この夏、ブラジル・リオデジャネイロでおこなわれたパラリンピックは、これまで以上に新聞やテレビなどで大きく取りあげられ、注目されました。障害者に対する意識や社会進出の状況は、以前と比べ大きく変わっています。

 これから社会に踏み出す特別支援学校の生徒たちに、働くとはどんなことなのかを知ってもらおうと、障害のある社会人の先輩たちが企画した職場見学ツアーが10月18日、東京・六本木のバークレイズ証券で開かれました。参加したのは東京都内の特別支援学校高等部9校からの10人。担当教諭は「経験を広げ、将来への期待感やあこがれを持つ機会になれば」と話します。


 「わっ重い!」

 バークレイズ社員で、リオパラリンピックで銅メダルを獲得した車いすラグビー日本代表の島川慎一さんからメダルを受け取ると、生徒たちから驚きの声と歓声があがりました。

 高等部1年の宮下紅海(くみ)さんは「リオの重みはんぱない!」と喜び、「日本を背負ってたんだなと感じました。努力の重みを実感しました」と話しました。

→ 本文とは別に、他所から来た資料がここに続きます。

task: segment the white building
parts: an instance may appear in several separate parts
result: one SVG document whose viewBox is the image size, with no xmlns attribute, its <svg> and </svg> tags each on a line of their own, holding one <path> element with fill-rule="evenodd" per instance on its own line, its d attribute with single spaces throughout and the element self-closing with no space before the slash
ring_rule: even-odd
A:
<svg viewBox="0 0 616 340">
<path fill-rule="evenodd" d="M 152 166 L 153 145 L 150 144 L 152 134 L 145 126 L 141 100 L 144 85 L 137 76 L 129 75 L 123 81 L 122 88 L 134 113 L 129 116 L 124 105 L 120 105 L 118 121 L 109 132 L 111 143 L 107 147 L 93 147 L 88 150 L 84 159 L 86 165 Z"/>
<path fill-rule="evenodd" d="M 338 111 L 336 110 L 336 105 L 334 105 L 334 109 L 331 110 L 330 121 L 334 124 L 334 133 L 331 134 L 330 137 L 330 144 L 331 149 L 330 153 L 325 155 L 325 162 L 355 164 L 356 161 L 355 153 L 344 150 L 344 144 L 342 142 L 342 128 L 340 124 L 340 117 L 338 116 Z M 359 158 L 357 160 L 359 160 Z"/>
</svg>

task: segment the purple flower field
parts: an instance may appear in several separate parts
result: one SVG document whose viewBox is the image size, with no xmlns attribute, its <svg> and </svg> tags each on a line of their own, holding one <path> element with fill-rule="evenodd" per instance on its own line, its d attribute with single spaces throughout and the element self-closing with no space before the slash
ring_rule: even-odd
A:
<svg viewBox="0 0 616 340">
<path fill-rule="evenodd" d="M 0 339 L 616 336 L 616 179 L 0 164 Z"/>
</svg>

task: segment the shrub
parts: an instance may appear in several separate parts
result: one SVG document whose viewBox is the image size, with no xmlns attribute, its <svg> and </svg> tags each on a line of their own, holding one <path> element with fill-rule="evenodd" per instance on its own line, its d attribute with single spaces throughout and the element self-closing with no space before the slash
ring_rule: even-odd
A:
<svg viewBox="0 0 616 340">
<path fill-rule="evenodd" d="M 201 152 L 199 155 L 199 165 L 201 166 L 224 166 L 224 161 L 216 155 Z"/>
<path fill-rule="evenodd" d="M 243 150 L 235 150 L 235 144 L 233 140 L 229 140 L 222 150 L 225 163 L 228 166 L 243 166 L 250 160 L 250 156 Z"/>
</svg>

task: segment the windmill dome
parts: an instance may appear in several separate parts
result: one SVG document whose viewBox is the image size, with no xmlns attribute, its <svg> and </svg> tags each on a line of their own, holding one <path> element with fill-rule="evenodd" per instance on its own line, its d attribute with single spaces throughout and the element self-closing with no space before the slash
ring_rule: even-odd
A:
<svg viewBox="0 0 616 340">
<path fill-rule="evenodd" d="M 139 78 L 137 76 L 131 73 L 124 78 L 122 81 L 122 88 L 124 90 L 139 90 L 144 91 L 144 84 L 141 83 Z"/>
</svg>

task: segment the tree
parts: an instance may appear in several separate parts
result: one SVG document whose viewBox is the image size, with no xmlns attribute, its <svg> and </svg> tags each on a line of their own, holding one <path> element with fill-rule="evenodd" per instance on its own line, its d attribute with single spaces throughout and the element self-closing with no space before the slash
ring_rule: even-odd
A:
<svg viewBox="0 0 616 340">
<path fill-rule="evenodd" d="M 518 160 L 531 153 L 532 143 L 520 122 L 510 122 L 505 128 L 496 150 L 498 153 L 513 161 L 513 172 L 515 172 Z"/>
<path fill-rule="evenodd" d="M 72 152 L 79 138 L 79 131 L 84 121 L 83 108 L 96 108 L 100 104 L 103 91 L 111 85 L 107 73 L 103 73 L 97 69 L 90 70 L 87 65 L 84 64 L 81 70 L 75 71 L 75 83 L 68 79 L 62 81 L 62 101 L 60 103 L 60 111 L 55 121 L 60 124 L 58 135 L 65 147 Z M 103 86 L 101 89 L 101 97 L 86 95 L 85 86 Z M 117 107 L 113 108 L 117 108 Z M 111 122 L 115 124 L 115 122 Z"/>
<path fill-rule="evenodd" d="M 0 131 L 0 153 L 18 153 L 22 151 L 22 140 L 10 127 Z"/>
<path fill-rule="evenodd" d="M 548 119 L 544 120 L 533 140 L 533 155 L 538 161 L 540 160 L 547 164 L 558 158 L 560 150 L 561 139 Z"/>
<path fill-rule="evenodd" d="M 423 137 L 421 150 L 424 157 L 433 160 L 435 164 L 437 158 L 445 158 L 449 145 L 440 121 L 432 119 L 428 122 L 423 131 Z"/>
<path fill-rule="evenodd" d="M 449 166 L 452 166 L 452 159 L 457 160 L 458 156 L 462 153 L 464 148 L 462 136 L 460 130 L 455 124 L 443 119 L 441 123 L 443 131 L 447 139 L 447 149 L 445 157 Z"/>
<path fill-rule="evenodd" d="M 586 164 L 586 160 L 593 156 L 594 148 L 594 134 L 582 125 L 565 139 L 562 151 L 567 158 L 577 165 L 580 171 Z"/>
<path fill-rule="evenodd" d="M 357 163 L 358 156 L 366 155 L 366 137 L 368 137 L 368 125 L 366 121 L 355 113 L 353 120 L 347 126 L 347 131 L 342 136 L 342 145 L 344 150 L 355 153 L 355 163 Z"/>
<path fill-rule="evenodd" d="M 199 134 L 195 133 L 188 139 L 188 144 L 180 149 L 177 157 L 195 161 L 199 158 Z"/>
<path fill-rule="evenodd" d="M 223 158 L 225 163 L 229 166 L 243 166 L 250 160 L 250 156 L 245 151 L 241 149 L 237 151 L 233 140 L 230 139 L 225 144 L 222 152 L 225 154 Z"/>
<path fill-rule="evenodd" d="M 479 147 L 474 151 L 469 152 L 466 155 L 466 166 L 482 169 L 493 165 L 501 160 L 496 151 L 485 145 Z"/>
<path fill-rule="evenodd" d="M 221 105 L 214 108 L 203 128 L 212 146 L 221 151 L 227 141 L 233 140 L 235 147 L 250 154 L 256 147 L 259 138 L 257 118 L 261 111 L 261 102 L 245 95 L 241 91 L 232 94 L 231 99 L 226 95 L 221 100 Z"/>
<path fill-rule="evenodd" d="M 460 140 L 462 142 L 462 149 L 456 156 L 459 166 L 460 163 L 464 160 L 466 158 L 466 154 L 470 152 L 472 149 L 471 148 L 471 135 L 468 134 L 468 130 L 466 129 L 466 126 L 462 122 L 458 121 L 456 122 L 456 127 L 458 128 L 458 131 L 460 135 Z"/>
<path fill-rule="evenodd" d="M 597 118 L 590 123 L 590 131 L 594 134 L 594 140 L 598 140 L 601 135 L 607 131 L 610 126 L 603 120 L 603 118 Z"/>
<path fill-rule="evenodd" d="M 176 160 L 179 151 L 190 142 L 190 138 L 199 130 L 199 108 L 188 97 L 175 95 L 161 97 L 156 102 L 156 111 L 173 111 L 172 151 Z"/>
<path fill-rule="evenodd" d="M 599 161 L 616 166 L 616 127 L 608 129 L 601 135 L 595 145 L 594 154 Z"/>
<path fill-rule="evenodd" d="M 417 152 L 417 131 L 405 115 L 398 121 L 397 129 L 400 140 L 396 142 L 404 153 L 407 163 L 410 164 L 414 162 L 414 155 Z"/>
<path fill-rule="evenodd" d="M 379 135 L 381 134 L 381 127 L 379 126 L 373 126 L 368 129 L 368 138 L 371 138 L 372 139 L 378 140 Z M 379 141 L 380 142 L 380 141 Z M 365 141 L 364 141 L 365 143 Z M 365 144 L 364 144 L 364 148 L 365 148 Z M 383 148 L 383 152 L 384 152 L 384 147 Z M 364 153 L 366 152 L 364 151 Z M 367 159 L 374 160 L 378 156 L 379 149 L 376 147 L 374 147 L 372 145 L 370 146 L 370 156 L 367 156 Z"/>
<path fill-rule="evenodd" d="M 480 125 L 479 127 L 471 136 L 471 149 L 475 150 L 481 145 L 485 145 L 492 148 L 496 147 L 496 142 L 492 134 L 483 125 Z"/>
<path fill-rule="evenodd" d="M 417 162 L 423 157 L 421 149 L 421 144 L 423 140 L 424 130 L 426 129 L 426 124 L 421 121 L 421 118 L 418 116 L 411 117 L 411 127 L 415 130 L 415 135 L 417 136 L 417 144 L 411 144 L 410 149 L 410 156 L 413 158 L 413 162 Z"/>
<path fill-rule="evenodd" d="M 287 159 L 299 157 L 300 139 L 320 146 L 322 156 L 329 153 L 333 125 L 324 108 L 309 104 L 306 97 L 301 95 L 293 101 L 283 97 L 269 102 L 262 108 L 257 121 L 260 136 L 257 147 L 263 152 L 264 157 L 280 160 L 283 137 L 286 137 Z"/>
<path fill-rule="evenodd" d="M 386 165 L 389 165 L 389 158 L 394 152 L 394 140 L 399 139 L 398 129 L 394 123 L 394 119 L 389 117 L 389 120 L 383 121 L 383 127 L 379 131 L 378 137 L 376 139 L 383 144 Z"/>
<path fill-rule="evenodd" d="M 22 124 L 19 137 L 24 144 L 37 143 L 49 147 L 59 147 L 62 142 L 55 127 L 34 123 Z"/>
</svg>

 職場見学ツアーでは、障害のある社員や外国出身の社員との交流のほか、バークレイズがどんな仕事をしているのかの説明や、面接の練習、島川さんが実際に働いている部署の見学などがおこなわれました。

 ツアーに参加した東京都立町田の丘学園の森山知也主任教諭は、「障害のある人が活躍しているのを見たり、今まで考えてきたことを交流のなかで話したりすることで、生徒たちが『こういう風になれるのかな』『なりたいな』と将来への期待感やあこがれを持てたらいいなと思っている」と話します。

 「今回で職場見学ツアーは5回目だが、生徒たちの様子がふだん学校にいるときとはやっぱり違う」と森山さん。「障害者雇用も体験の場も広がってきていると思うが、障害のある生徒たち、とりわけ車いすの生徒たちは行動範囲が比較的狭いし経験の場も少ないというのがまだまだ現実。ラッシュの時間に電車に乗ることも普段はしない。この時間、このくらいの人がいるんだ、こんなに大変なんだと経験するのも、大事だと思う。こういう機会を利用して経験を広げていきたい」と語ります。

 

青山 絵美(あおやま・えみ)

広島県出身。2011年に入社し、以来、東京本社校閲センター勤務。大学では、日本古典文学を学び、アメフット部で青春を燃やした。猫をこよなく愛するが、20歳を過ぎてアレルギーを発症。悲嘆の日々をおくる。